Based on CT radiomics model for predicting the response to first-line chemotherapy of diffuse large B-cell lymphoma.
10.3760/cma.j.cn112152-20220628-00459
- Author:
Man Xin YIN
1
;
Qiao Na SU
1
;
Xin SONG
2
;
Jian Xin ZHANG
3
Author Information
1. Department of Medical imaging, Shanxi Medical University, Taiyuan 030013, China.
2. Department of Public Health, Shanxi Medical University, Taiyuan 030013, China.
3. Shanxi Province Cancer Hospital/Shanxi Hospital Affiliated to Cancer Hospital, Chinese Academy of Medical Sciences/Cancer Hospital Affiliated to Shanxi Medical University, Taiyuan 030013, China.

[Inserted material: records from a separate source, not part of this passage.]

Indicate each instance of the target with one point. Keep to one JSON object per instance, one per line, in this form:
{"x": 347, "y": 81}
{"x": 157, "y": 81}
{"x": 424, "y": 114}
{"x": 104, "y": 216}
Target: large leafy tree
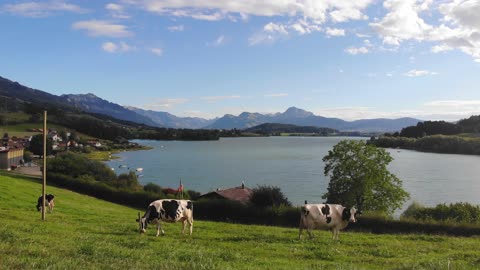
{"x": 36, "y": 145}
{"x": 359, "y": 176}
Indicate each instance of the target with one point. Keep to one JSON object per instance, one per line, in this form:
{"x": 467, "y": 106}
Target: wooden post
{"x": 44, "y": 162}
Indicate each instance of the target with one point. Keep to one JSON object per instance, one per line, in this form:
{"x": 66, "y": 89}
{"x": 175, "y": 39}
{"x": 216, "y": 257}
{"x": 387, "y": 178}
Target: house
{"x": 94, "y": 143}
{"x": 241, "y": 194}
{"x": 11, "y": 156}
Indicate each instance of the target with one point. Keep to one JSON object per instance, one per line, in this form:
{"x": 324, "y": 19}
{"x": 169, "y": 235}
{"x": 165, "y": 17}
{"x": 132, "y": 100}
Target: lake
{"x": 295, "y": 165}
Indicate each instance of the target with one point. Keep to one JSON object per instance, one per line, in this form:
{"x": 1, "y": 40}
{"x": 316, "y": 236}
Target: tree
{"x": 63, "y": 135}
{"x": 359, "y": 176}
{"x": 36, "y": 145}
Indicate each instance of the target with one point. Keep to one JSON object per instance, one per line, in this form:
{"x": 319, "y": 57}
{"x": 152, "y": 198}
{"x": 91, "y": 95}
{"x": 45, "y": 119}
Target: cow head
{"x": 349, "y": 214}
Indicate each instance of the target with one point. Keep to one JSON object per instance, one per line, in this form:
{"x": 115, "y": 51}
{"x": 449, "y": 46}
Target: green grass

- Publication Type:Journal Article
- Keywords:
Chemotherapy efficacy;
Diffuse large B-cell lymphoma;
Nomogram model;
Radiomics
- MeSH:
Humans;
Retrospective Studies;
Lymphoma, Large B-Cell, Diffuse/drug therapy*;
Algorithms;
Niacinamide;
Tomography, X-Ray Computed
- From:
Chinese Journal of Oncology
2023;45(5):438-444
- CountryChina
- Language:Chinese
-
Abstract:
Objective: To investigate the potential value of CT Radiomics model in predicting the response to first-line chemotherapy in diffuse large B-cell lymphoma (DLBCL). Methods: Pre-treatment CT images and clinical data of DLBCL patients treated at Shanxi Cancer Hospital from January 2013 to May 2018 were retrospectively analyzed and divided into refractory patients (73 cases) and non-refractory patients (57 cases) according to the Lugano 2014 efficacy evaluation criteria. The least absolute shrinkage and selection operator (LASSO) regression algorithm, univariate and multivariate logistic regression analyses were used to screen out clinical factors and CT radiomics features associated with efficacy response, followed by radiomics model and nomogram model. Receiver operating characteristic (ROC) curve, calibration curve and clinical decision curve were used to evaluate the models in terms of the diagnostic efficacy, calibration and clinical value in predicting chemotherapy response. Results: Based on pre-chemotherapy CT images, 850 CT texture features were extracted from each patient, and 6 features highly correlated with the first-line chemotherapy effect of DLBCL were selected, including 1 first order feature, 1 gray level co-occurence matrix, 3 grey level dependence matrix, 1 neighboring grey tone difference matrix. Then, the corresponding radiomics model was established, whose ROC curves showed AUC values of 0.82 (95% CI: 0.76-0.89) and 0.73 (95% CI: 0.60-0.86) in the training and validation groups, respectively. The nomogram model, built by combining validated clinical factors (Ann Arbor stage, serum LDH level) and CT radiomics features, showed an AUC of 0.95 (95% CI: 0.90-0.99) and 0.91 (95% CI: 0.82-1.00) in the training group and the validation group, respectively, with significantly better diagnostic efficacy than that of the radiomics model. In addition, the calibration curve and clinical decision curve showed that the nomogram model had good consistency and high clinical value in the assessment of DLBCL efficacy. Conclusion: The nomogram model based on clinical factors and radiomics features shows potential clinical value in predicting the response to first-line chemotherapy of DLBCL patients.